ASan还可以做其他很酷的检查,比如越界写入:检测到堆栈破坏
在Ubuntu 19.04, GCC 8.3.0中测试。
Valgrind
http://www.valgrind.org/
之前提到过:https://stackoverflow.com/a/37661630/895245
用法:
sudo apt-get install valgrind
gcc -ggdb3 -o main.out main.c
valgrind --leak-check=yes ./main.out
输出:
==32178== Memcheck, a memory error detector
==32178== Copyright (C) 2002-2017, and GNU GPL'd, by Julian Seward et al.
==32178== Using Valgrind-3.14.0 and LibVEX; rerun with -h for copyright info
==32178== Command: ./main.out
==32178==
==32178==
==32178== HEAP SUMMARY:
==32178== in use at exit: 4,368 bytes in 3 blocks
==32178== total heap usage: 6 allocs, 3 frees, 8,736 bytes allocated
==32178==
==32178== 16 bytes in 1 blocks are definitely lost in loss record 1 of 3
==32178== at 0x483874F: malloc (in /usr/lib/x86_64-linux-gnu/valgrind/vgpreload_memcheck-amd64-linux.so)
==32178== by 0x10915C: my_malloc (main.c:4)
==32178== by 0x109179: leaky (main.c:8)
==32178== by 0x1091B4: main (main.c:16)
==32178==
==32178== 256 bytes in 1 blocks are definitely lost in loss record 2 of 3
==32178== at 0x483874F: malloc (in /usr/lib/x86_64-linux-gnu/valgrind/vgpreload_memcheck-amd64-linux.so)
==32178== by 0x10915C: my_malloc (main.c:4)
==32178== by 0x109179: leaky (main.c:8)
==32178== by 0x1091D2: main (main.c:18)
==32178==
==32178== 4,096 bytes in 1 blocks are definitely lost in loss record 3 of 3
==32178== at 0x483874F: malloc (in /usr/lib/x86_64-linux-gnu/valgrind/vgpreload_memcheck-amd64-linux.so)
==32178== by 0x10915C: my_malloc (main.c:4)

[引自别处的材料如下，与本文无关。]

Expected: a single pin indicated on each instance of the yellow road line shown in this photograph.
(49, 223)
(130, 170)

==32178== by 0x109179: leaky (main.c:8)
==32178== by 0x1091F0: main (main.c:20)
==32178==
==32178== LEAK SUMMARY:
==32178== definitely lost: 4,368 bytes in 3 blocks
==32178== indirectly lost: 0 bytes in 0 blocks
==32178== possibly lost: 0 bytes in 0 blocks
==32178== still reachable: 0 bytes in 0 blocks
==32178== suppressed: 0 bytes in 0 blocks
==32178==
==32178== For counts of detected and suppressed errors, rerun with: -v
==32178== ERROR SUMMARY: 3 errors from 3 contexts (suppressed: 0 from 0)
所以再一次,所有的泄漏都被检测到了。
请参见:如何使用valgrind查找内存泄漏?
在Ubuntu 19.04, valgrind 3.14.0中测试。
Search your code for occurrences of new, and make sure that they all occur within a constructor with a matching delete in a destructor. Make sure that this is the only possibly throwing operation in that constructor. A simple way to do this is to wrap all pointers in std::auto_ptr, or boost::scoped_ptr (depending on whether or not you need move semantics). For all future code just ensure that every resource is owned by an object that cleans up the resource in its destructor. If you need move semantics then you can upgrade to a compiler that supports r-value references (VS2010 does I believe) and create move constructors. If you don't want to do that then you can use a variety of tricky techniques involving conscientious usage of swap, or try the Boost.Move library.